There used to be a convention in the Crown Court that where the defendant called no evidence the prosecution would not make a closing speech. Since the case of R v. C (Mark Anthony)  EWCA Crim 378 – as an aside, if you are going to anonymise the case as “C” why then go on to give his two other names? – this has largely gone. Certainly in cases in which, as with Mr Mair, the prosecution wish to invite the jury to draw an adverse inference from a defendant’s silence, the Court of Appeal’s view is that the argument should come from counsel, not the judge. If the judge raises the issue for the first time there would be a much greater danger of him or her seeming to be partisan in favour of the prosecution.
5. What will his sentence be?
Subject to any last minute psychiatric evidence, he is bound to receive a life sentence: that is mandatory for murder. The only issue is what minimum term the judge will set before he can be considered for release.
Under Criminal Justice Act 2003 Schedule 21 Paragraph 4 (2) (c) the “appropriate starting point” for a murder that is “done for the purpose of advancing a political, religious, racial or ideological cause” is a whole life term.

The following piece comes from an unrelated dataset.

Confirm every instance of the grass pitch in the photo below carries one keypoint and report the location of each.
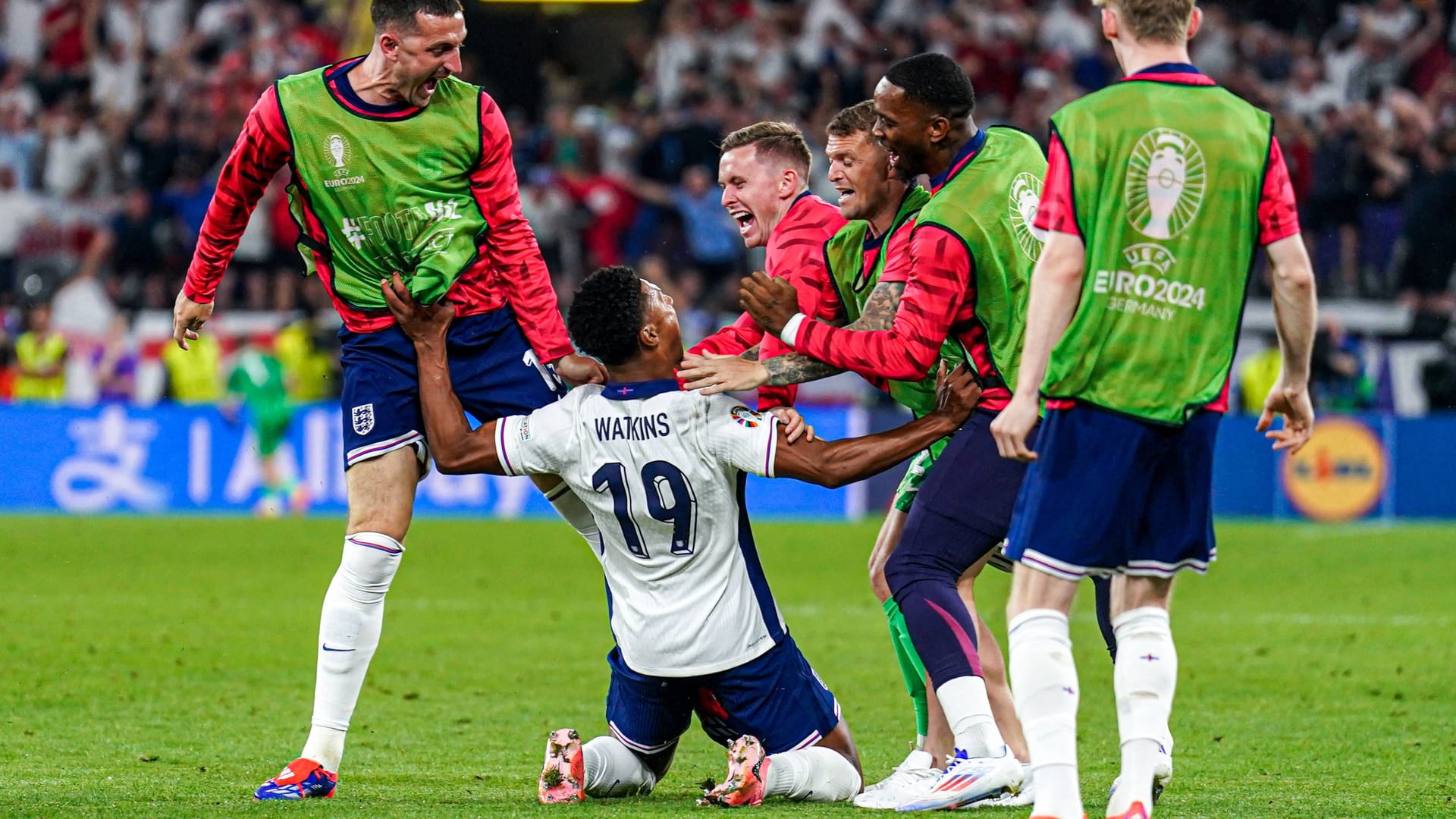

I find it impossible to imagine that there could be any mitigation that could change that, so he should expect to die in prison.
The prospect of spending the rest of his life in prison must be a terrible thing but this was a terrible crime and there will be very few, outside the neo-Nazi community, that will feel sorry for him.
Jo Cox’s family will have at least the small consolation that justice has been done to her killer.